Joe Biden's strategy was a smart and effective one. He never challenged Sarah Palin and was wary of contradicting her directly - though he was very clear in his rebuttal of the Cheney doctrine of the vice-presidency. But he hammered McCain again and again. Biden won the debate comfortably according to the immediate polls of viewers and undecided voters, with clear and focused advocacy of Obama's domestic and foreign policy platform. And the weakness of the McCain-Palin ticket in current conditions came across too: on domestic policy, the answer is always for government to do less and get out of the way.

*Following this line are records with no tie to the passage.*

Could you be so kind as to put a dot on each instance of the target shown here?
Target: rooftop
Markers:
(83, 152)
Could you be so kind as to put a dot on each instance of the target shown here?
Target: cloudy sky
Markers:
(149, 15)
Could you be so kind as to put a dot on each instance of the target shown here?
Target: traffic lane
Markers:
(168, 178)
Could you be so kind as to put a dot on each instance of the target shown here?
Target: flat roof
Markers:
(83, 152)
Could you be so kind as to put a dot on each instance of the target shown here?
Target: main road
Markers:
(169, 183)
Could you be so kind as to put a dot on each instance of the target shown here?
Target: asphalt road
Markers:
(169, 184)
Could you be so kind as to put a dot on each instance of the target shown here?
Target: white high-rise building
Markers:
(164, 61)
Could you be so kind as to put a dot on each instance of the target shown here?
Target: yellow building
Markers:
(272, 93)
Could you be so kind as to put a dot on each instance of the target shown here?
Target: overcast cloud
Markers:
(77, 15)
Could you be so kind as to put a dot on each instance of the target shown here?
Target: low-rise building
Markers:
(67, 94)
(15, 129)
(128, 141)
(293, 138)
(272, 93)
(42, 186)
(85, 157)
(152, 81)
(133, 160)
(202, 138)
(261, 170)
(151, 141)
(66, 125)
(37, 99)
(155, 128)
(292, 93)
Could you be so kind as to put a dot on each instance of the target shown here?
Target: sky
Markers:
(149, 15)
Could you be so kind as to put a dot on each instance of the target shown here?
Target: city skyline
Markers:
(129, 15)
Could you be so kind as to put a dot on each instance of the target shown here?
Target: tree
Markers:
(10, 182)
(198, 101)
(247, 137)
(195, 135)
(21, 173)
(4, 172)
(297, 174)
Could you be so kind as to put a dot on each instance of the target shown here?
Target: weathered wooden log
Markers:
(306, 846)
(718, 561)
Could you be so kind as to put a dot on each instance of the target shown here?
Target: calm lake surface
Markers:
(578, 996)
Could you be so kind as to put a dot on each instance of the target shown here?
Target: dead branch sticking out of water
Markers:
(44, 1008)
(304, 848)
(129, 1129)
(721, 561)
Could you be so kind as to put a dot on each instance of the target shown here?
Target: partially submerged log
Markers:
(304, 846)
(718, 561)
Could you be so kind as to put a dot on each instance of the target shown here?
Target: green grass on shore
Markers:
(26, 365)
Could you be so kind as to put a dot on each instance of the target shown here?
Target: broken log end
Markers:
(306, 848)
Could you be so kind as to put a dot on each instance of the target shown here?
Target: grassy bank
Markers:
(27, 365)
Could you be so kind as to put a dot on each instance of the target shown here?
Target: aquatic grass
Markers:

But Republicans will be relieved too. Palin's performance - an honourable defeat - will end the question of whether she can remain on the ticket.

As she gets back to energising the base, Palin is unlikely to be exposed to much more media scrutiny during the rest of the campaign. The PalinSpeak interview generator will have to suffice.


If the faltering McCain campaign were to recover and win, then there would be an immediate priority for development assistance to our long-standing ally: Gordon Brown should ensure that Britain urgently sends the best heart surgeons we have to Washington to be on permanent stand-by for the next four years. Any 'special relationship' would demand no less.

Thursday, October 2, 2008

'When was the last time America elected an angry President?'

Karl Rove asked that of Howard Dean's surge last time around.

Joe Klein contrasts the Obama and McCain temperaments in an excellent Time column.

McCain, playing the underdog, is getting angrier as the race closes. But he risks confirming the growing impression that Obama is President-elect.

But Klein also warns against the idea that the race is over, and suggests some possible game-changers on the Time Swampland blog.

Above all, let's hope Osama bin Laden - following his somewhat machiavellian contribution in 2004 - can not seek to intervene in America's democratic choice,

As the Washington clocks strike twelve on 20th January 2009, listen carefully and you might just hear a swooshing sigh of relief travel around the world. The Bush Presidency will not leave the legacy its architects intended. But a critique of what should have been done differently since 2001 is not enough. This blog is about the new ideas which can create a 'new multilateralism' to tackle the global challenges we face.